Là encore, observez l’arsenal déployé.

Le facter qui fournit la version de Postgresql installée :

Facter.add("pgsqlversion") do
  setcode do
    psql=Dir.glob("/usr/local/*/bin/psql").sort[-1]
    if psql
      %x(#{psql} --version).split("\n")[0].split()[-1]
    else
      'notfound'
    end
  end
end
Facter.add("minipgsqlversion") do
  setcode do
    psql=Dir.glob("/usr/local/*/bin/psql").sort[-1]
    if psql
      %x(#{psql} --version).split("\n")[0].split()[-1].gsub(/\.\d*$/,'')
    else
      'notfound'
    end
  end
end

Une fois construite la configuration de Puppet nous avons pu savourer notre œuvre et dormir un peu plus tranquillement la nuit.

Bénéfices

Nous n’avons pas utilisé Puppet dès le début du projet car nous voulions aller vite, et nous ne connaissions pas Puppet. De plus l’équipe était encore jeune, et Puppet n’était pas le plus indispensable des outils par lequel commencer (avouons-le : c’était le shell)

De fait, commencer par du shell était une bonne idée, mais qui a atteint les limites que j’ai citées plus haut.

La puppetisation des plateforme n’a pas fait du mal qu’à moi, mais aussi aux autres équipes, mais dans le bon sens : la psychorigidité de Puppet nous a fait prendre conscience que certaines choses sur les serveurs n’étaient pas carrées (notre user de référence n’avait pas le même uid partout, par exemple), et cela nous a forcé à remettre ces choses d’aplomb, pour notre bien.

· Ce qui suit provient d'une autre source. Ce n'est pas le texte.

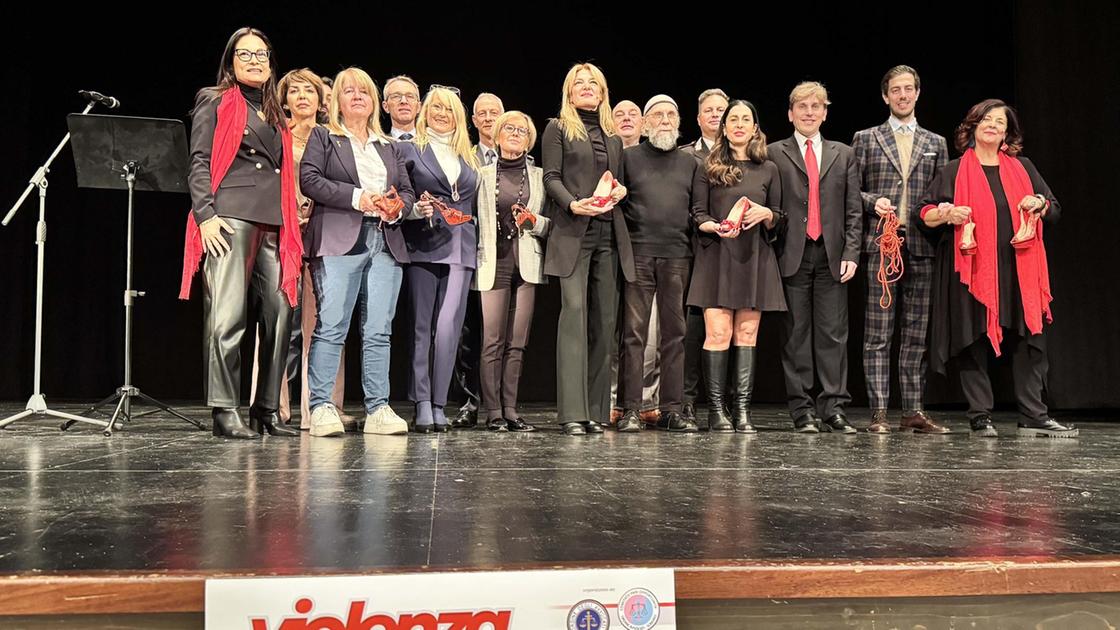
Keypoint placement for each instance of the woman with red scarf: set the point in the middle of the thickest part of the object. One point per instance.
(991, 290)
(244, 220)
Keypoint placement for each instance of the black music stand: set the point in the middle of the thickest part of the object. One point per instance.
(132, 154)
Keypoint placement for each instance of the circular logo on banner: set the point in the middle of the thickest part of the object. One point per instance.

Là où nous hésitions à lancer nos scripts d’installation, nous demandons maintenant à Puppet de le faire : le bonheur de la programmation par contrat est là : quand quelque chose est fait, il n’est plus à faire, et vous n’avez pas à vous soucier de comment le faire (sauf dans de rares cas).

Quand une brique du socle est puppetisée (l’installation de Tomcat, par exemple) nous n’avons plus de doute sur elle : elle est installée de la même manière partout, et elle fonctionne.

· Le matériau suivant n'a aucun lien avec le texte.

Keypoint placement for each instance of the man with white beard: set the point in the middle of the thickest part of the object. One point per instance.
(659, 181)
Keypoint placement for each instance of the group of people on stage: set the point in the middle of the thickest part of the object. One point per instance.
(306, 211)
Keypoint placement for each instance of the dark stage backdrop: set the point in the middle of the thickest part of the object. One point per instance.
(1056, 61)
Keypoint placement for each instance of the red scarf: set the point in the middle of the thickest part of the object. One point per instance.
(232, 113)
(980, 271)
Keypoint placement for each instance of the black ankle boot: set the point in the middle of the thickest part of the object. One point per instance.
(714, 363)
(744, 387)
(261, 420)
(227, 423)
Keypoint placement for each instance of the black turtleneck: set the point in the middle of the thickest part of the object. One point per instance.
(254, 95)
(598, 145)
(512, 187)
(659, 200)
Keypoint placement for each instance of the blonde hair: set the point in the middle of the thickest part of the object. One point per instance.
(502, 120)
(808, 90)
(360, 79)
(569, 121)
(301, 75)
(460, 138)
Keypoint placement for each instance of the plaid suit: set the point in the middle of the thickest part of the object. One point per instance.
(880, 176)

Installer une nouvelle machine à partir d’une VM prends 10′, décomposées ainsi : 30″ à installer le kit de base (qui change le nom de la machine et installe Puppet) et à lancer Puppet, et 9’30″ à siroter son thé en attendant qu’il ait terminé. Suivi de l’agréable sentiment que la chose a été bien faite.

Nous avons, en vérité, simplifié notre processus d’installation et de mise à jour : tout est à un seul endroit (dans le puppet master), et il y a plus qu’une commande à lancer.

Conclusion

Le ticket d’entrée à Puppet est cher. Il aurait largement pu l’être moins. Je ne connais malheureusement pas les autres outils pour pouvoir comparer mais par rapport à du shell il apporte un véritable plus. Et puis nous avons fini par nous faire à ses défauts ;)

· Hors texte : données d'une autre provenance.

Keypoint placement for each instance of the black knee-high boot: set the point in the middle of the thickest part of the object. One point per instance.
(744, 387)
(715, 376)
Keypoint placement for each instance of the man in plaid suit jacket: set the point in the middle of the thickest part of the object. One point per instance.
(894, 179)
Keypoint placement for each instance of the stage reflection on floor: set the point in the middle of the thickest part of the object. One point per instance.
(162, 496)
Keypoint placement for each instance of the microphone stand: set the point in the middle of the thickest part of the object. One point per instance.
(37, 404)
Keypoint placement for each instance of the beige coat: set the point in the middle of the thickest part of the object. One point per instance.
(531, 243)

Aurions-nous dû mettre Puppet dès le début du projet ? Vu le contexte, non : il était important que les équipes apprennent le shell, quitte à ce que les scripts d’installation des machines aient une durée de vie limitée.

Quelques liens utiles :

  • Puppet Cheat Code Sheet, ou tout ce que vous oubliez toujours sur la syntaxe des directives de Puppet les plus courantes.
  • Des modules Puppet. Énormément de modules qui, dans les rares cas où il ne sont pas adaptés à votre cas, vous mettront le pied à l’étrier.